While I have no specific objection to what Wogaman says here, the relationship between justice and grace is a subtle one, and I am not sure where Wogaman’s account of that relationship comes from, nor am I clear where he wants to go with it. Wogaman certainly does not ignore the Bible, but in his response to Sider, he says, “Whether consciously or unconsciously, every Christian who takes the Bible seriously must determine which parts are more basic than others.” On what basis does Wogaman make that determination? Reason? Church tradition? Experience? Wogaman makes reference to all of these, but I have trouble finding a consistent principle behind the views he presents.

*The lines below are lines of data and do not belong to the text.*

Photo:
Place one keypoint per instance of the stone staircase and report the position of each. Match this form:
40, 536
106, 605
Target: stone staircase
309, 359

When I reached the end of the book, I found myself rather dissatisfied. This was not because I thought the book was poorly conceived or poorly written; on the contrary, I would not hesitate to recommend it to other Christians as an introduction to the topic. Nor was I bothered by the lack of consensus, not only in theory but on practical issues such as Charitable Choice and governmental support of faith-based organizations. After all, the whole point of the book was to bring together dissenting views. Rather, it bothered me that none of the authors gave a truly fundamental explanation of why governments should exist and why they should do the things that we typically expect them to do. Smidt perhaps came the closest with his traffic-light example, but even then it was not clear why any organization should be given the right to force dissenters to conform to a set of arbitrary rules. As mentioned by Sider, not even Romans 13:4 “requires the interpretation that God wants governments to punish evil and protect good through killing.”

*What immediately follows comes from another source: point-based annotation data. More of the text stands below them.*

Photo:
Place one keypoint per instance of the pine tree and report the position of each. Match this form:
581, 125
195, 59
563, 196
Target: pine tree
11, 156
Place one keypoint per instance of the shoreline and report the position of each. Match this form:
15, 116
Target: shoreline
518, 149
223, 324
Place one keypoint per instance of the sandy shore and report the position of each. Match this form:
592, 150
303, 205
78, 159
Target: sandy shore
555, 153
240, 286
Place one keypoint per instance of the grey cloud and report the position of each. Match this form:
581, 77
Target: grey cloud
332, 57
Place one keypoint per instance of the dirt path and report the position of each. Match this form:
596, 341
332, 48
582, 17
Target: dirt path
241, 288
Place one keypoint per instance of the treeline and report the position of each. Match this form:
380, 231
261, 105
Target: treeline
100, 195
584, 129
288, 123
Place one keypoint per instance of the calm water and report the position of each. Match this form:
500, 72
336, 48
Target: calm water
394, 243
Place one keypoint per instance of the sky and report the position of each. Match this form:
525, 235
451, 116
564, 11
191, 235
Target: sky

I suspect that Davis may be correct that the dearth of specific guidance in the New Testament means that Christians are free to “take political matters into our own hands,” subject of course to the constraint that our politics be consistent with our theology. But if so, then I believe that theologians ought to do the hard work of developing a political philosophy from scratch, taking nothing for granted. The systematic theologians (represented by Cochran and Smidt) come closest to doing so, but many of their philosophical assumptions about governments are not theologically compulsory and in my opinion deserve fresh scrutiny. If the contents of Church, State and Public Justice are anything to go by, an enormous amount of work in this direction remains to be done.